Pipelines
Create and monitor long-running bioinformatics jobs asynchronously. Pipelines run on managed AWS infrastructure — you submit, poll for status, and download outputs when done. Requires the tools scope.
Predefined Pipelines
SmartsBio ships 12 ready-to-run multi-step workflows. Instead of specifying a tool_id, pass a pipeline_id and the system handles orchestration, step ordering, and intermediate file handoff automatically. Use the list_pipelines tool to fetch the current list and required inputs at runtime.
# Discover all predefined pipelines and their required inputs
result = client.tools.run(tool_id="list_pipelines", input={})
for p in result["pipelines"]:
print(f"{p['id']:40s} ~{p['estimated_runtime']}")
for param in p["required_inputs"]:
print(f" {param['name']:30s} {param['description']}")Pipeline Reference
| pipeline_id | Name | Required Inputs | Main Outputs | Est. Runtime |
|---|---|---|---|---|
| alignment-wes | WES Alignment | fastq_r1, fastq_r2, reference (GRCh38 / GRCh37) | sorted.markdup.bqsr.bam, .bai, fastqc_report.html, multiqc_report.html | 2–4 hours |
| whole-genome-sequencing | Whole Genome Sequencing | fastq_r1, fastq_r2, reference | sorted.markdup.bqsr.bam, .bai, qc_report.html | 4–8 hours |
| rna-seq-analysis | RNA-seq Analysis | fastq_r1, fastq_r2 (optional), gtf, reference | counts_matrix.csv, alignment_summary.txt, multiqc_report.html | 1–3 hours |
| atac-seq | ATAC-seq | fastq_r1, fastq_r2, reference, genome (hg38 / mm10) | peaks.narrowPeak, peaks.bed, fragment_sizes.pdf, multiqc_report.html | 1–2 hours |
| chip-seq | ChIP-seq | fastq_chip, fastq_input, reference, genome | peaks.narrowPeak, motifs/, bigwig/ | 1–3 hours |
| gatk-variant-calling | GATK Variant Calling | bam, bai, reference (GRCh38 / GRCh37) | variants.vcf.gz, variants.vcf.gz.tbi, genotyping_summary.txt | 1–4 hours |
| somatic-variant-calling | Somatic Variant Calling | tumor_bam, tumor_bai, normal_bam, normal_bai, reference | somatic.filtered.vcf.gz, somatic.filtered.vcf.gz.tbi, contamination.table | 2–5 hours |
| quality-control | Quality Control | fastq (list of one or more FASTQ files) | multiqc_report.html, per_file_fastqc/ | 10–30 minutes |
| protein-binder-design-validated | Protein Binder Design (Validated) | target_pdb or target_sequence, binding_site (optional), n_designs | designs.pdb (top N), affinity_scores.csv, design_report.pdf | 30–90 minutes |
| nanobody-discovery | Nanobody Discovery | antigen_pdb or antigen_sequence, epitope_residues (optional), n_candidates | nanobody_candidates.pdb, binding_scores.csv, screening_report.pdf | 1–2 hours |
| enzyme-engineering | Enzyme Engineering | scaffold_pdb or scaffold_sequence, reaction_smiles, optimization_target | engineered_variants.pdb, activity_predictions.csv, stability_scores.csv | 1–3 hours |
| structure-based-drug-discovery | Structure-Based Drug Discovery | target_pdb or uniprot_id, ligand_library or smiles_list | docking_results.csv, top_poses.sdf, binding_site_report.pdf | 30–120 minutes |
Run a Predefined Pipeline
Pass pipeline_id instead of tool_id in the request body. All file references use workspace-relative S3 keys returned by the Files API.
# 1. Upload inputs
fastq_r1 = client.files.upload("sample_R1.fastq.gz", workspace_id=ws_id, path="input/")

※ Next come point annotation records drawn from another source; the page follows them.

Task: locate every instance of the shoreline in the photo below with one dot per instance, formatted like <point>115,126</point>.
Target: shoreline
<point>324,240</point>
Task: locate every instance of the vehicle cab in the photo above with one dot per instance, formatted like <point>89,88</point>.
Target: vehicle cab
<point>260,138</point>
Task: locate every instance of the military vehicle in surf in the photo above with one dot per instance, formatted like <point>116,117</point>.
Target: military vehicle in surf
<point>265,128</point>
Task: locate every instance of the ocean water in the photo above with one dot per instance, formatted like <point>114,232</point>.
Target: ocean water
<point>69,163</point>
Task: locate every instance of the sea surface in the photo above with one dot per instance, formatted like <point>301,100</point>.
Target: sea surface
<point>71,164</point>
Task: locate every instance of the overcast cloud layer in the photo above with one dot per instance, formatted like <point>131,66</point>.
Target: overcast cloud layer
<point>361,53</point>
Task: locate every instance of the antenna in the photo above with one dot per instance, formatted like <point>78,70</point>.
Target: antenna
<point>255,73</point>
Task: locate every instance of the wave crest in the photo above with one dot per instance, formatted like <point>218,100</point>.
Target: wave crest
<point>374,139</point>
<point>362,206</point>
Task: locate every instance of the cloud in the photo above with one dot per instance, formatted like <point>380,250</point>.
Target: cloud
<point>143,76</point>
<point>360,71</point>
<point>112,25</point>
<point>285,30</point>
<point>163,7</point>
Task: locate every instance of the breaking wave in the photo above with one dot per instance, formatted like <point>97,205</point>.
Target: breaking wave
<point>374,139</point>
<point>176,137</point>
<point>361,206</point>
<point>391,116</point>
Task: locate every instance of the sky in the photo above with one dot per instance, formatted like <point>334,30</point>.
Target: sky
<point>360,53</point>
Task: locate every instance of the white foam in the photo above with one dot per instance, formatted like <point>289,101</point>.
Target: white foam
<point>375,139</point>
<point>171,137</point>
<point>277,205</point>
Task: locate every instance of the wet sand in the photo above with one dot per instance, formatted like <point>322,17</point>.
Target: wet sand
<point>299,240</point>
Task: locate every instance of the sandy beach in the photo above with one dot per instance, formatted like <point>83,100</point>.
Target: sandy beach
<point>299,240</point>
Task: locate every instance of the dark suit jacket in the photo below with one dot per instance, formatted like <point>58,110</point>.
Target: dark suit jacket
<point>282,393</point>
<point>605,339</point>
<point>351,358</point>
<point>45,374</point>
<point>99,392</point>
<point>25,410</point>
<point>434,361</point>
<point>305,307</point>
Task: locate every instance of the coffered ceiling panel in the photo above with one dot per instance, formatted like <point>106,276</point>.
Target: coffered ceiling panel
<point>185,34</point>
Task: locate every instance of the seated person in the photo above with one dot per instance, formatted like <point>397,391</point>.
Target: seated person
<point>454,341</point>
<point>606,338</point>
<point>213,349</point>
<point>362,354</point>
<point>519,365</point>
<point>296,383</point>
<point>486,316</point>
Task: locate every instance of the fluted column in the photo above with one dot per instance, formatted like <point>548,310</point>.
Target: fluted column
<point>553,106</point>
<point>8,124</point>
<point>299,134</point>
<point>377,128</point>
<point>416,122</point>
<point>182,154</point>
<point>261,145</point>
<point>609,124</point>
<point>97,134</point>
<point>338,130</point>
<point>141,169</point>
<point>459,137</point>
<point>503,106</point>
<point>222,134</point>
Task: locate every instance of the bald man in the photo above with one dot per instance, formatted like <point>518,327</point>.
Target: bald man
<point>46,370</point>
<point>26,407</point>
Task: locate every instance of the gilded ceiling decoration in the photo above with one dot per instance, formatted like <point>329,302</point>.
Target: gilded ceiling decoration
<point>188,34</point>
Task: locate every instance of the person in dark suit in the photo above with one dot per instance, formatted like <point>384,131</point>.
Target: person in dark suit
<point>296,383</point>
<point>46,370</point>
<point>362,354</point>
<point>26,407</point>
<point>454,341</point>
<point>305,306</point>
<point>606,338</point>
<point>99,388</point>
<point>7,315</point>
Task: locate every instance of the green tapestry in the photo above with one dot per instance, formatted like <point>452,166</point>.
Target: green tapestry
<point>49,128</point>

fastq_r2 = client.files.upload("sample_R2.fastq.gz", workspace_id=ws_id, path="input/")
# 2. Start the predefined WES alignment pipeline
pipeline = client.pipelines.create(
pipeline_id="alignment-wes", # ← predefined pipeline ID
workspace_id=ws_id,
input={
"fastq_r1": fastq_r1["key"],
"fastq_r2": fastq_r2["key"],
"reference": "GRCh38",
"output_path": "results/wes/",
},
)
print(f"Started {pipeline['id']} status={pipeline['status']}")
# 3. Wait and download
pipeline = client.pipelines.wait(
pipeline["id"],
workspace_id=ws_id,
poll_interval=30,
on_progress=lambda p: print(f" {p['progress_pct']}%"),
)
for key in pipeline["output_paths"]:
client.files.download(key, workspace_id=ws_id, dest="./output/")Example — Protein Binder Design
# Upload target structure
target = client.files.upload("target.pdb", workspace_id=ws_id, path="input/")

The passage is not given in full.